I’ve hit a nerve and understandably so. That it’s easier for some to believe that Wolfe Herd – who has been dubbed, somewhat patronisingly, “the Elle Woods of the tech world”, a reference to the 2001 Reese Witherspoon film Legally Blonde – is simply the front-of-house furnishings and not the true founder of a billion-dollar business is evidence of exactly the misogyny she built her app to fight.
For anyone who hasn’t been on the front lines of dating for a decade, Bumble works in a similar way to Tinder or Hinge – based on location and proximity, users swipe right for yes, left for no – but, crucially, women call the shots. Men cannot initiate a conversation (even if they swipe “yes”) and the female party has 24 hours to strike up a chat before the “match” expires. (In same-sex matches, both parties can initiate.) Although basic membership is free, users can upgrade to a premium plan for $44.99 a month or pay $79.99 for 30 “spotlights”, which sends their profile to the front of the queue that others will see when they swipe.
“Do I think we’re solving the world’s problems? No. Do I think we have the potential to shift behaviour in a more positive direction?

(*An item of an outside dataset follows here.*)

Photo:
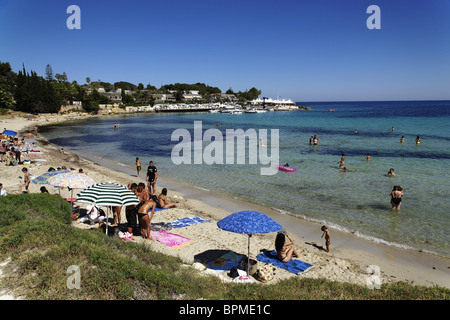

Yes.”
“It’s not a biological imperative that says men have to ask us out; it’s social conditioning. And the internet has been engineered to reflect gender norms in relationships. But we can change it,” says Wolfe Herd. “I cannot count how many times I have heard women say, ‘I would have never made the first move, but now I approach in real life, too. I’ll make the first move.’ ” She beams. “And they tell me, ‘It’s because Bumble has normalised that for me.’ Bumble has normalised making that first move, whether in person – seeing someone that you think is attractive or interesting – or elsewhere, like sending someone your CV.
“Do I think we’re solving the world’s problems? No. Do I think that, by making small tweaks through product and technology, we have the potential to shift behaviour in a more positive direction? Yes. And do I think that there are long-term positive implications from that? I do believe that is true, yes.”